In its pre-announcement of second-quarter results, Nvidia said gaming revenue accounted for $2.04 billion in sales, down 33% from a year earlier and 44% from the first quarter, while the data center segment was impacted by supply chain disruptions, with preliminary revenues of $3.81 billion, making it the company’s largest segment. That’s below company expectations, but still a record and up 61% from the 2021 quarter.

“Clearly there has been some impact from both the drop in demand for crypto and Ethereum’s move to proof-of-stake and these factors, more than in-game changes, are the reason for their lower expectation for gaming GPUs in the July quarter,” said Matt Bryson, senior vice president of equity research at Wedbush. “Whether the July decline fully explains these changes or if there is even more room for sales to decline is one of the key questions ahead of the earnings call.”

He thinks the company “solved most of the crypto bubble distortion”, estimating that Ethereum miners could have been responsible for 20-25% of Nvidia’s gaming revenue, but also that “sales could dip slightly for one more quarter before leveling off.” .” Bryson reiterated his “neutral” rating for the stock with a price target of $190, citing “outstanding questions on forward demand.”

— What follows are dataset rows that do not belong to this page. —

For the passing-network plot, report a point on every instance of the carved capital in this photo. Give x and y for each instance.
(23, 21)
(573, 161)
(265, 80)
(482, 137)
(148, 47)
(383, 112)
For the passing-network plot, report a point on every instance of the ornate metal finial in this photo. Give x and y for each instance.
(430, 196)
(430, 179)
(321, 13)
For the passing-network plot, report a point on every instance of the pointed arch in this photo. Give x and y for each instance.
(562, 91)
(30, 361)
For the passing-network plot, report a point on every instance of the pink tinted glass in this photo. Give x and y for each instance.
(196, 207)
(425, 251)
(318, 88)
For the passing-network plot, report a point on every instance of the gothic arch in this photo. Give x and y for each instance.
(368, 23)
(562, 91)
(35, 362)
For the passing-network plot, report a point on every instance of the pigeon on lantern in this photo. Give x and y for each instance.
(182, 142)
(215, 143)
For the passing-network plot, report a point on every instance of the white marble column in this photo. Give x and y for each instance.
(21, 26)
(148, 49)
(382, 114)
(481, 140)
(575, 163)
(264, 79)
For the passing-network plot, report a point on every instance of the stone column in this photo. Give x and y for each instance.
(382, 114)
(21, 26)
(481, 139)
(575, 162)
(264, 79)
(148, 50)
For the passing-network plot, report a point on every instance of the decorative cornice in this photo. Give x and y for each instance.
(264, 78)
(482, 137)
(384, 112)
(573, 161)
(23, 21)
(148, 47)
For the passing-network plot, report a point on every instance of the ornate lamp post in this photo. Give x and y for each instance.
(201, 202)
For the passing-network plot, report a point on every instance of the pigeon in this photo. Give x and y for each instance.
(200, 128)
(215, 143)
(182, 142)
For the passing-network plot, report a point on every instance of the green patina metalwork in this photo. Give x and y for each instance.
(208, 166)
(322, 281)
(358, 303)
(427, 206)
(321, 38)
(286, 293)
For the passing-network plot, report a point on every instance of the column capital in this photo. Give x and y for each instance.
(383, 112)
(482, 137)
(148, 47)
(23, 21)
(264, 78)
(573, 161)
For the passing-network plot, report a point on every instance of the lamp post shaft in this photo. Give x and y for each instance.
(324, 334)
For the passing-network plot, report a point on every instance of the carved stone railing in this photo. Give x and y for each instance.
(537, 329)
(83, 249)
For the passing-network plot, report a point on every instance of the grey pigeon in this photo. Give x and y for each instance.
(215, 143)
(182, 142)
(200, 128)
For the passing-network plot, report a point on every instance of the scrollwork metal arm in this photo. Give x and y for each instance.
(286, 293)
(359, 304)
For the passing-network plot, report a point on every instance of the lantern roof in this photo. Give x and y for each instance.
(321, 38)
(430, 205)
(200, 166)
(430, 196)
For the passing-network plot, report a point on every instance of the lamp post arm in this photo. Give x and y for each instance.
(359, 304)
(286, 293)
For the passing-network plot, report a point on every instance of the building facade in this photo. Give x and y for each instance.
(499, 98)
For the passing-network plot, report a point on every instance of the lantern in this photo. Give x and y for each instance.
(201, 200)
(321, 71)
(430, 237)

Fortunes have quickly reversed for the Santa Clara, Calif.-based giant and other chipmakers in recent months as rising inventories collide with falling demand. Micron Technology, Intel and Advanced Micro Devices warned of falling export orders. Citigroup recently said it expects “the worst semiconductor recession in at least a decade, and possibly since 2001, given the expectation of a recession and rising inventories.” .

Despite the sell-off warning, NVDA is currently priced at 35 times the company’s projected 12-month earnings, well above its competitors. Intel is trading around 14 times forward earnings. The Philadelphia Stock Exchange’s semiconductor index is valued at around 16 times.